The Australian Open is going to be a must-watch event from start to finish.
With the superstars spread out across the massive field, the first few rounds of this major tournament aren't always filled with much intrigue.
But as the draw was unveiled on Friday, it became apparent that even the opening days would provide some captivating battles.
Let's take a look at the best ones.
Caroline Wozniacki vs. Sabine Lisicki
The 22-year-old Wozniacki is a former world No. 1 and has made it to at least the quarterfinals in Australia the past two years, but she wasn't handed any favors with her first-round matchup in 2013.
Wozniacki will have to face No. 37 Sabine Lisicki.
Not only did the 23-year-old make it to the fourth round last year, but she has beaten Wozniacki two out of the three times they have played.
Of course, the only time they played on a hard surface was back in 2008 at the Australian Open, where the Dane knocked off Lisicki in three entertaining sets.
How would you grade your excitement level for this match? ("A" being I CAN'T WAIT!!! and "F" being meh)
Alexandr Dolgopolov vs. Gael Monfils
Dolgopolov and Monfils have never faced each other, and on paper, they don't necessarily make for all that interesting of a matchup.
But watching Dolgopolov and his unorthodox, aggressive, powerful style go up against Monfils and his defensive, consistent, athletic style should be incredibly fun to watch.
Moreover, both youngsters will have expectations to get past the first round.
Dolgopolov made it to the quarters here in 2011 and to the third round last year while Monfils also made it to the third round last year and will be coming off a solid showing in Auckland.
Something has to give.
Petra Kvitova vs. Francesca Schiavone
There are only so many Grand Slam winners in this world, and anytime you can match up two of them in the first round of a major tournament, you take it.

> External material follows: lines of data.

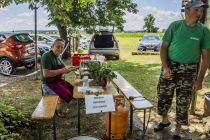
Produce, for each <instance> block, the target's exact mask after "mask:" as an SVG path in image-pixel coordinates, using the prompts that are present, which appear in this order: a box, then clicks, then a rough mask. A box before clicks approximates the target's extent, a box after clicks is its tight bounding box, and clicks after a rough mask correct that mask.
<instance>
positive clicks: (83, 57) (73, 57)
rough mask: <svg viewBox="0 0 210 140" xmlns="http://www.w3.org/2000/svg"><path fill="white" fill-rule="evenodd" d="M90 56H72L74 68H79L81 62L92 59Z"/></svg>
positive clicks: (72, 60) (77, 54) (87, 54)
mask: <svg viewBox="0 0 210 140" xmlns="http://www.w3.org/2000/svg"><path fill="white" fill-rule="evenodd" d="M90 56H91V55H90V54H73V55H72V58H71V60H72V65H73V66H79V64H80V60H88V59H90Z"/></svg>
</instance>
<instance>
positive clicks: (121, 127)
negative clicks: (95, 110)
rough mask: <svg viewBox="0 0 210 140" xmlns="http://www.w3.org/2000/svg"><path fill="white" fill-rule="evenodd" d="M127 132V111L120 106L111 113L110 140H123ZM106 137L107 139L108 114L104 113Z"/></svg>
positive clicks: (125, 108) (107, 126) (116, 107)
mask: <svg viewBox="0 0 210 140" xmlns="http://www.w3.org/2000/svg"><path fill="white" fill-rule="evenodd" d="M127 130H128V109H127V108H126V107H124V106H122V105H118V106H117V107H116V111H115V112H112V113H111V135H110V136H111V139H112V140H121V139H125V138H126V136H127ZM106 136H107V137H109V113H106Z"/></svg>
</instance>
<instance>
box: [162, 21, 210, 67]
mask: <svg viewBox="0 0 210 140" xmlns="http://www.w3.org/2000/svg"><path fill="white" fill-rule="evenodd" d="M163 40H164V41H167V42H168V43H169V48H168V58H169V59H170V60H173V61H175V62H178V63H183V64H190V63H198V62H199V61H200V56H201V50H202V49H203V48H210V31H209V29H208V28H207V27H206V26H205V25H203V24H202V23H196V24H195V25H193V26H188V25H187V24H186V22H185V20H179V21H175V22H173V23H172V24H171V25H170V26H169V27H168V29H167V30H166V32H165V34H164V36H163Z"/></svg>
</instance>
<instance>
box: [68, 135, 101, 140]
mask: <svg viewBox="0 0 210 140" xmlns="http://www.w3.org/2000/svg"><path fill="white" fill-rule="evenodd" d="M66 140H99V139H97V138H95V137H91V136H76V137H72V138H68V139H66Z"/></svg>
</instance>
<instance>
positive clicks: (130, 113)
mask: <svg viewBox="0 0 210 140" xmlns="http://www.w3.org/2000/svg"><path fill="white" fill-rule="evenodd" d="M130 132H131V133H132V132H133V106H132V105H131V104H130Z"/></svg>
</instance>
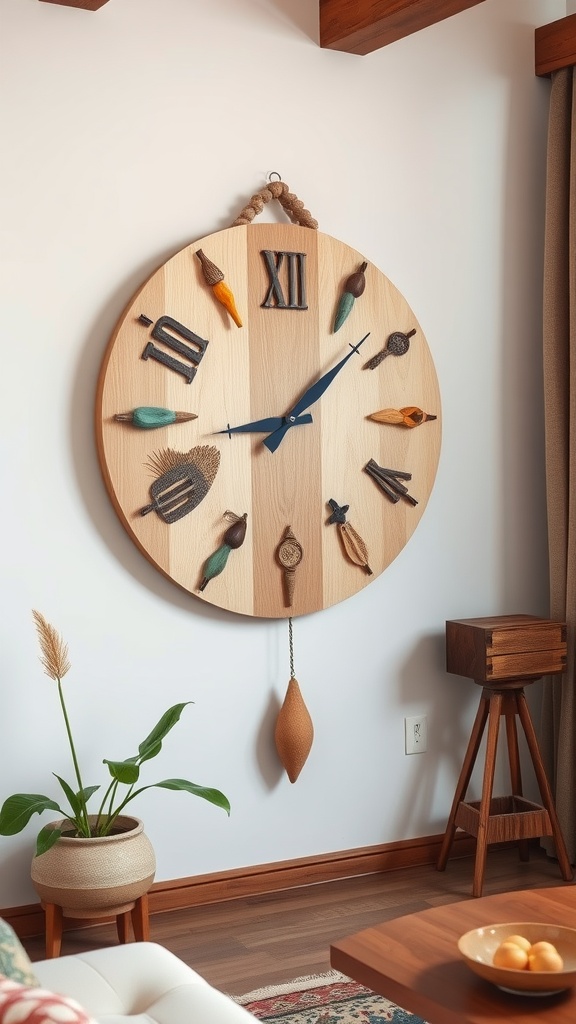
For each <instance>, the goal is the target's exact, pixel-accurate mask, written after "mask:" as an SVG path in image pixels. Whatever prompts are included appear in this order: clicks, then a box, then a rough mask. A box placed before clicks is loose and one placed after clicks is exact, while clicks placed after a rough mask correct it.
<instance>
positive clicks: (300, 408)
mask: <svg viewBox="0 0 576 1024" xmlns="http://www.w3.org/2000/svg"><path fill="white" fill-rule="evenodd" d="M369 335H370V332H368V334H365V335H364V338H362V340H361V341H359V342H358V345H351V350H349V352H347V354H346V355H344V357H343V359H340V361H339V362H337V364H336V366H335V367H332V369H331V370H328V372H327V373H325V374H323V376H322V377H320V379H319V380H317V381H315V383H314V384H311V386H310V387H308V388H307V389H306V390H305V391H304V393H303V395H302V396H301V398H299V399H298V401H297V402H296V404H295V406H294V408H293V409H291V410H290V412H289V413H287V414H286V416H285V417H283V419H282V421H281V423H280V424H279V425H278V426H277V427H276V428H275V429H274V430H273V432H272V433H271V434H269V436H268V437H264V439H263V441H262V444H265V446H266V447H268V450H269V452H276V450H277V447H278V446H279V444H280V442H281V440H282V438H283V437H284V436H285V435H286V433H287V432H288V430H289V429H290V427H293V426H295V424H296V423H298V422H300V419H299V417H300V414H301V413H303V412H304V410H306V409H310V407H311V406H314V403H315V402H316V401H318V400H319V398H321V397H322V395H323V394H324V392H325V391H327V390H328V388H329V387H330V384H331V383H332V381H333V380H334V378H335V377H336V376H337V374H339V372H340V370H341V369H342V367H344V366H345V364H346V362H347V361H348V359H349V358H351V356H352V355H354V353H355V352H358V349H359V348H360V346H361V345H363V344H364V342H365V341H366V339H367V338H368V337H369Z"/></svg>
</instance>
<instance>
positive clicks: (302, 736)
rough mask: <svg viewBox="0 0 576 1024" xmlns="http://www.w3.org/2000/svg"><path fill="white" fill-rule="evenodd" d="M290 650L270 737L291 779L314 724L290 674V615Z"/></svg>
mask: <svg viewBox="0 0 576 1024" xmlns="http://www.w3.org/2000/svg"><path fill="white" fill-rule="evenodd" d="M288 643H289V649H290V681H289V683H288V689H287V690H286V695H285V697H284V701H283V705H282V708H281V709H280V711H279V713H278V718H277V720H276V728H275V732H274V738H275V742H276V749H277V751H278V756H279V758H280V760H281V762H282V765H283V766H284V769H285V771H286V774H287V775H288V778H289V779H290V781H291V782H295V781H296V779H297V777H298V775H299V774H300V772H301V770H302V768H303V766H304V764H305V762H306V760H307V757H308V754H310V752H311V750H312V744H313V741H314V725H313V721H312V718H311V716H310V712H308V710H307V708H306V706H305V703H304V699H303V697H302V694H301V692H300V687H299V684H298V681H297V679H296V678H295V676H294V643H293V631H292V618H291V617H290V618H289V620H288Z"/></svg>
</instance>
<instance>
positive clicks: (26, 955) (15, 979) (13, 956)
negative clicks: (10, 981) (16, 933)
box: [0, 918, 38, 985]
mask: <svg viewBox="0 0 576 1024" xmlns="http://www.w3.org/2000/svg"><path fill="white" fill-rule="evenodd" d="M1 975H4V977H5V978H13V980H14V981H19V982H20V984H23V985H38V978H37V977H36V975H35V974H34V971H33V969H32V964H31V963H30V958H29V956H28V953H27V951H26V949H25V948H24V946H23V944H22V942H20V940H19V939H18V937H17V935H16V933H15V932H14V930H13V929H12V928H10V926H9V925H8V924H7V922H5V921H2V918H0V976H1Z"/></svg>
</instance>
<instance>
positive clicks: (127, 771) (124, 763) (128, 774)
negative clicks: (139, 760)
mask: <svg viewBox="0 0 576 1024" xmlns="http://www.w3.org/2000/svg"><path fill="white" fill-rule="evenodd" d="M104 763H105V765H108V768H109V771H110V774H111V775H112V777H113V778H115V779H117V781H118V782H124V783H125V784H126V785H133V784H134V782H137V780H138V778H139V774H140V769H139V768H138V766H137V764H134V759H133V758H129V759H128V761H108V760H107V759H106V758H105V761H104Z"/></svg>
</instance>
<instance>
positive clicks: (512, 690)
mask: <svg viewBox="0 0 576 1024" xmlns="http://www.w3.org/2000/svg"><path fill="white" fill-rule="evenodd" d="M446 663H447V669H448V672H454V673H456V674H457V675H464V676H471V678H474V679H475V682H477V683H480V684H481V685H482V686H483V690H482V695H481V698H480V707H479V709H478V713H477V716H476V720H475V723H474V726H472V731H471V734H470V739H469V742H468V746H467V750H466V754H465V757H464V762H463V764H462V769H461V771H460V776H459V778H458V783H457V785H456V792H455V795H454V800H453V803H452V809H451V811H450V816H449V818H448V824H447V827H446V831H445V834H444V840H443V843H442V847H441V851H440V856H439V859H438V865H437V866H438V869H439V870H440V871H442V870H444V869H445V867H446V864H447V862H448V858H449V856H450V850H451V847H452V842H453V840H454V836H455V833H456V828H462V829H463V830H464V831H466V833H468V834H469V835H470V836H476V838H477V852H476V862H475V872H474V884H472V896H481V895H482V888H483V884H484V870H485V866H486V855H487V849H488V846H489V845H490V843H502V842H508V841H516V842H518V843H519V846H520V856H521V859H522V860H527V859H528V840H529V839H535V838H539V837H542V836H551V837H552V838H553V842H554V845H556V851H557V856H558V860H559V864H560V869H561V872H562V877H563V879H564V880H565V881H566V882H569V881H571V880H572V878H573V871H572V867H571V865H570V861H569V859H568V853H567V850H566V845H565V842H564V838H563V835H562V830H561V827H560V823H559V820H558V816H557V812H556V808H554V804H553V798H552V794H551V790H550V786H549V783H548V780H547V777H546V773H545V769H544V764H543V762H542V757H541V754H540V750H539V746H538V740H537V738H536V732H535V730H534V725H533V723H532V717H531V715H530V709H529V707H528V703H527V700H526V695H525V692H524V688H525V686H526V685H528V684H530V683H533V682H534V681H535V680H536V679H538V678H540V677H541V676H542V675H554V674H559V673H561V672H562V671H563V670H564V667H565V664H566V626H565V624H563V623H551V622H549V621H548V620H542V618H537V617H536V616H534V615H499V616H493V617H489V618H468V620H455V621H452V622H448V623H447V624H446ZM502 716H503V717H504V719H505V731H506V742H507V754H508V765H509V771H510V783H511V795H510V796H507V797H499V798H493V796H492V791H493V783H494V771H495V767H496V751H497V743H498V733H499V729H500V718H501V717H502ZM517 718H518V719H519V721H520V724H521V726H522V728H523V730H524V734H525V736H526V741H527V744H528V751H529V753H530V757H531V759H532V764H533V767H534V772H535V775H536V781H537V783H538V788H539V792H540V797H541V800H542V806H540V805H539V804H534V803H532V802H530V801H528V800H525V798H524V797H523V790H522V773H521V763H520V751H519V743H518V728H517ZM487 723H488V735H487V740H486V760H485V765H484V778H483V784H482V798H481V800H479V801H472V802H466V800H465V795H466V791H467V787H468V784H469V781H470V777H471V773H472V770H474V767H475V763H476V759H477V757H478V753H479V750H480V744H481V741H482V737H483V735H484V730H485V728H486V725H487Z"/></svg>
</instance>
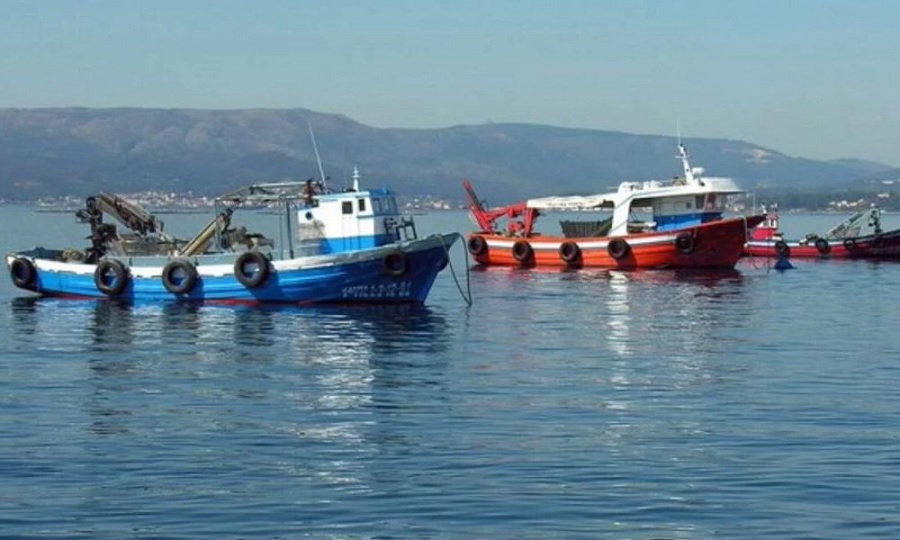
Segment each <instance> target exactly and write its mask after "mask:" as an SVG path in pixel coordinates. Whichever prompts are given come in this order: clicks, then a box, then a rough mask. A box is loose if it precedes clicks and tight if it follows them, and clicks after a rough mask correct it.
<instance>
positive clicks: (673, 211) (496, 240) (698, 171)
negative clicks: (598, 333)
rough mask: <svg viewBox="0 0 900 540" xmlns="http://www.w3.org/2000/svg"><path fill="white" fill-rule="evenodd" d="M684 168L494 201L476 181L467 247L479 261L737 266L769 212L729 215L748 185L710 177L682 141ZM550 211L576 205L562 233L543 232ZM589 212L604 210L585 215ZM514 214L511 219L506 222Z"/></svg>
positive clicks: (473, 198) (564, 266)
mask: <svg viewBox="0 0 900 540" xmlns="http://www.w3.org/2000/svg"><path fill="white" fill-rule="evenodd" d="M678 150H679V154H678V157H679V158H680V160H681V163H682V166H683V170H684V176H683V177H681V178H676V179H674V180H672V181H667V182H660V181H650V182H623V183H621V184H620V185H619V188H618V190H617V191H615V192H612V193H605V194H599V195H585V196H567V197H545V198H539V199H530V200H527V201H525V202H520V203H517V204H512V205H509V206H504V207H500V208H492V209H486V208H484V206H483V205H482V203H481V202H480V201H479V199H478V197H477V196H476V194H475V191H474V189H473V188H472V185H471V184H470V183H469V182H468V181H465V182H463V187H464V188H465V190H466V192H467V193H468V197H469V214H470V216H471V217H472V220H473V221H474V222H475V223H476V224H477V226H478V230H477V231H474V232H471V233H469V234H468V235H467V249H468V250H469V252H470V253H471V254H472V256H473V257H474V258H475V261H476V262H477V263H478V264H481V265H485V266H494V265H502V266H524V267H562V268H566V267H570V268H582V267H603V268H732V267H734V265H735V264H736V263H737V261H738V259H739V258H740V257H741V255H742V253H743V249H744V244H745V243H746V241H747V233H748V230H749V229H750V228H752V227H754V226H756V225H757V224H758V223H760V222H762V220H763V219H764V216H763V215H759V216H749V217H732V218H725V217H723V214H724V212H725V209H726V202H727V199H728V198H729V196H731V195H734V194H738V193H743V190H742V189H740V188H739V187H738V186H737V185H736V184H735V182H734V181H733V180H731V179H730V178H704V177H703V176H702V173H703V169H702V168H693V167H691V165H690V162H689V161H688V155H687V151H686V150H685V148H684V146H682V145H680V144H679V145H678ZM545 211H576V212H577V215H578V216H579V218H581V219H578V220H565V221H561V222H560V225H561V228H562V235H558V234H544V233H539V232H537V231H536V229H535V222H536V221H537V218H538V216H540V215H541V214H542V212H545ZM589 212H606V213H607V214H610V215H608V217H607V216H603V217H598V218H593V219H584V216H586V215H587V214H588V213H589ZM501 220H506V221H505V223H506V226H505V227H503V226H502V225H501V223H500V222H501Z"/></svg>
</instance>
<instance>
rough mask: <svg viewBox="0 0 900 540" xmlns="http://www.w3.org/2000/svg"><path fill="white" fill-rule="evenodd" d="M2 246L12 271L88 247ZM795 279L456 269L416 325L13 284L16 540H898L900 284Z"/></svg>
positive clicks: (4, 396) (8, 217)
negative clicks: (126, 303) (70, 297)
mask: <svg viewBox="0 0 900 540" xmlns="http://www.w3.org/2000/svg"><path fill="white" fill-rule="evenodd" d="M892 217H895V216H887V219H886V221H888V224H890V218H892ZM165 218H166V219H167V221H170V222H171V223H170V229H172V230H175V229H176V227H172V226H171V225H174V224H178V223H182V224H184V223H187V222H190V223H191V224H192V226H193V224H201V223H204V222H205V221H206V219H207V216H165ZM783 221H784V223H783V225H784V226H785V227H786V228H787V229H788V230H789V232H791V231H792V228H793V230H795V231H796V233H797V234H798V235H799V234H803V233H806V232H811V231H816V230H818V231H824V230H825V229H827V228H828V226H829V225H830V224H832V223H833V222H834V221H835V216H786V217H785V218H784V220H783ZM419 224H420V232H422V233H426V234H427V233H429V232H433V231H437V230H458V231H465V230H467V229H468V228H469V224H468V220H467V218H466V216H465V215H464V214H463V213H441V214H431V215H425V216H421V217H419ZM0 225H2V230H3V231H4V235H3V243H4V246H3V247H4V251H7V250H11V249H14V248H20V247H30V246H31V245H34V244H44V245H48V246H57V245H61V244H67V245H68V244H71V245H75V246H81V245H82V244H83V243H84V242H85V241H84V238H83V237H84V236H85V234H86V231H85V230H84V229H83V228H82V227H81V226H79V225H76V224H75V223H74V218H73V217H72V216H71V215H69V214H39V213H35V212H33V211H31V210H30V209H25V208H16V207H5V208H0ZM452 262H453V264H452V268H453V269H455V271H456V276H457V278H458V279H459V280H460V281H459V283H460V285H461V286H462V288H463V290H465V287H466V268H465V266H466V257H465V254H464V252H463V250H462V246H461V245H457V246H455V247H454V250H453V257H452ZM795 266H796V268H795V269H794V270H790V271H785V272H779V271H776V270H773V269H771V268H770V267H769V265H768V264H767V263H766V262H765V261H761V260H757V261H750V260H745V261H742V262H741V263H740V264H739V265H738V267H737V268H736V269H735V270H734V271H728V272H670V271H667V272H609V271H578V272H558V271H553V272H548V271H521V270H505V269H496V270H495V269H491V270H489V271H473V272H472V273H471V274H470V275H469V276H468V278H469V280H470V286H471V292H472V295H473V297H474V304H473V305H472V306H471V307H469V306H467V305H466V303H465V302H464V301H463V300H462V299H461V296H460V293H459V290H458V287H457V282H456V281H455V280H454V276H453V274H452V273H451V272H450V270H451V269H450V268H448V270H447V271H445V272H444V273H443V274H442V275H441V276H440V278H439V279H438V282H437V283H436V285H435V288H434V290H433V291H432V295H431V296H430V298H429V300H428V302H427V304H426V306H425V307H424V308H418V309H416V308H379V309H370V308H313V309H295V308H277V309H276V308H272V309H246V308H231V307H214V306H192V305H184V304H163V305H138V306H123V305H117V304H115V303H111V302H80V301H55V300H35V299H33V298H30V297H28V296H27V295H24V294H23V293H20V292H19V291H17V290H15V289H14V288H13V287H12V285H11V284H10V283H9V280H8V278H6V276H4V279H3V280H2V284H0V480H2V481H0V537H3V538H111V539H113V538H115V539H119V538H216V539H220V538H254V539H255V538H328V539H331V538H335V539H336V538H403V539H407V538H410V539H422V538H451V539H456V538H460V539H463V538H464V539H471V538H491V539H493V538H566V539H569V538H585V539H587V538H631V539H706V538H727V539H732V538H747V539H758V538H768V539H771V538H777V539H801V538H803V539H810V538H833V539H847V538H879V539H881V538H884V539H895V538H900V390H898V389H900V263H889V262H881V263H872V262H801V261H795Z"/></svg>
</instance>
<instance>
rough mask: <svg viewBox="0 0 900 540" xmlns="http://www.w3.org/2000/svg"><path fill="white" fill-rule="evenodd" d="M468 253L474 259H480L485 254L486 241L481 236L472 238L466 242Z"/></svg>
mask: <svg viewBox="0 0 900 540" xmlns="http://www.w3.org/2000/svg"><path fill="white" fill-rule="evenodd" d="M466 247H467V248H468V250H469V253H471V254H472V255H474V256H475V257H480V256H482V255H484V254H485V253H487V241H486V240H485V239H484V237H483V236H473V237H471V238H469V241H468V242H466Z"/></svg>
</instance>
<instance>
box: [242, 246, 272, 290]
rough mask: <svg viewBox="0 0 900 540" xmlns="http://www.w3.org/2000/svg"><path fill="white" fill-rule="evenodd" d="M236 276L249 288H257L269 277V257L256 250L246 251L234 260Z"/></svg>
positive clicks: (268, 278)
mask: <svg viewBox="0 0 900 540" xmlns="http://www.w3.org/2000/svg"><path fill="white" fill-rule="evenodd" d="M234 277H235V278H237V280H238V281H240V282H241V285H243V286H244V287H247V288H248V289H255V288H256V287H259V286H261V285H262V284H263V283H265V282H266V280H267V279H269V259H267V258H266V256H265V255H263V254H262V253H260V252H259V251H256V250H251V251H245V252H244V253H241V255H240V256H239V257H238V258H237V260H235V261H234Z"/></svg>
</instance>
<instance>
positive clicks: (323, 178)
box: [306, 120, 328, 192]
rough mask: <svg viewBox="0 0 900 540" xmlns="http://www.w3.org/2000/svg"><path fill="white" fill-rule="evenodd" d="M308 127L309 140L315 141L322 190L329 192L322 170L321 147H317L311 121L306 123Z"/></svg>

Much like Dolgopolov vs. Monfils, there is also a contrast of styles here.
Kvitova, who won Wimbledon in 2011, is a young 22-year-old lefty. She has a lot of power behind her two-handed backhand and after making it to the quarters in three of the four majors last year, she clearly has a bright future.
Schiavone, meanwhile, is an aging, scrappy, 32-year-old righty. She won the French Open in 2010, but is clearly nowhere near as dominant on hardcourt as she is on clay, as she was ousted in the second round of Australia last year
Kvitova, who knocked off the Italian three times last year, clearly holds the advantage, but this is certainly a battle to keep your eye on.
Andy Murray vs. Robin Haase
I don't expect Murray, who has been playing the best tennis of his career over the past six months, to have many problems in this one, but it is worth paying attention to.
At the 2011 US Open, Haase won the first two sets against the Brit before dropping the next three and losing a five-set thriller. Their only other match was in 2008, which Haase won.
Again, Murray should roll, but if there is going to be a historical, I-can't-believe-what-I-just-saw, first-round upset, this would be it.